In this assignment, you will develop an object detection system for autonomous driving. You are required to implement a simple detection network called HKUMMDetector (Naïve Version) with ResNet as Backbone and YOLO as detection head. Through this assignment, you are expected to learn about designing and optimizing an object detection network.
Github Link: https://github.com/Liang-ZX/HKU-DASC7606-A1
PDF File: Problem-Description.pdf
(New) Q&A Document: Q&A with Some Introductory Material
Authors (TAs): Zhixuan Liang, Haibao Yu
Date: 2022.12
This codebase is only for HKU DASC 7606 (2022-2023) course. Please don't upload your answers or this codebase to any public platforms (e.g., Github) before permitted. All rights reserved.
Object detection is one of the most essential tasks in autonomous driving. This task aims to recognize and localize traffic participants, like cars in the road scene, from images or point clouds. This assignment focuses on solving the detection problem from a single image.
Figure 1. A Visualization Example of Object Detection for Autonomous Driving.
- Understand the basic theories of Deep Learning exspecially for object detection task, such as the networks of ResNet and YOLO v1, the detection loss function, and important concepts of object detection (e.g. ROC Curve and Mean AP).
- Apply object detection algorithm to solving autonomous driving problem, such as detecting cars and pedestrians in the traffic environment.
- Gain experience of implementing neural networks with a popular deep learning framework PyTorch.
- Develop a deep learning system from scratch, including network design, model training, hyperparameter tuning, training visualization, model inference and performance evaluation.
- Spontaneously and deeply explore advanced solutions for object detection task. (Italics indicate bonus requirements, the same below.)
- Master the basic use of Python and Pytorch.
- Be familiar with the ResNet.
- Be familiar with the YOLO v1.
(You can learn about them step by step in the process of completing this assignment.)
- You must fill in the blanks and submit the completed codes for this assignment with the provided codebase. This assignment offers an incomplete codebase for object detection with modified YOLO v1.
- You must submit the test data's model outputs with your completed codes. Now the test data has been released here.

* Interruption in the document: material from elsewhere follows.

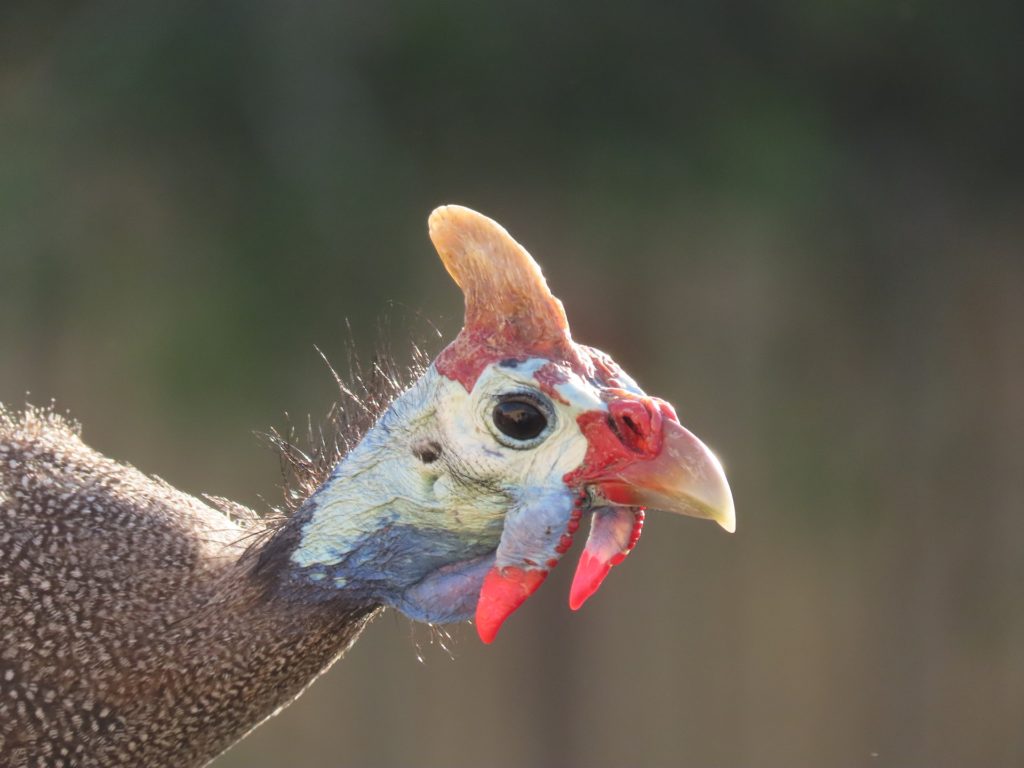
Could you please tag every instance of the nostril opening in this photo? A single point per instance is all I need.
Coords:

You should utilize hyperparameter tuning and other widely-used techniques to improve detection performance.
- You must submit a maximum of 6-page technique report to explain how you improve the object detection performance. Besides, some visualization results (e.g., loss curve) are encouraged in this report.
# Download this project
git clone https://github.com/Liang-ZX/HKU-DASC7606-A1.git
cd HKU-DASC7606-A1
The dataset is available here. The dataset is composed of train, val, test parts and their corresponding annotations. Please refer to src/data/README.md for the dataset strcuture explanation.
For your convenience, you can download the dataset through the following command.
cd src
chmod +x data/download2.sh
./data/download2.sh
The codebase src is organized as followings.
└── src
├── data
│ ├── dataset.py # dataloader
│ └── download.sh # script to download dataset
├── model
│ ├── block.py # backbone
│ ├── head.py # detection head
│ └── hkudetector.py # object detection network
├── utils
│ ├── loss.py
│ └── util.py
├── train.py # model training
├── predict.py # model inference
└── eval.py # performance evaluation
You should fill in two blanks in file src/model/block.py to complete the basic blocks of backbone network, including the block design and forward function. You should try to apply the ResNet into the Backbone. The ResNet architecture is as the following.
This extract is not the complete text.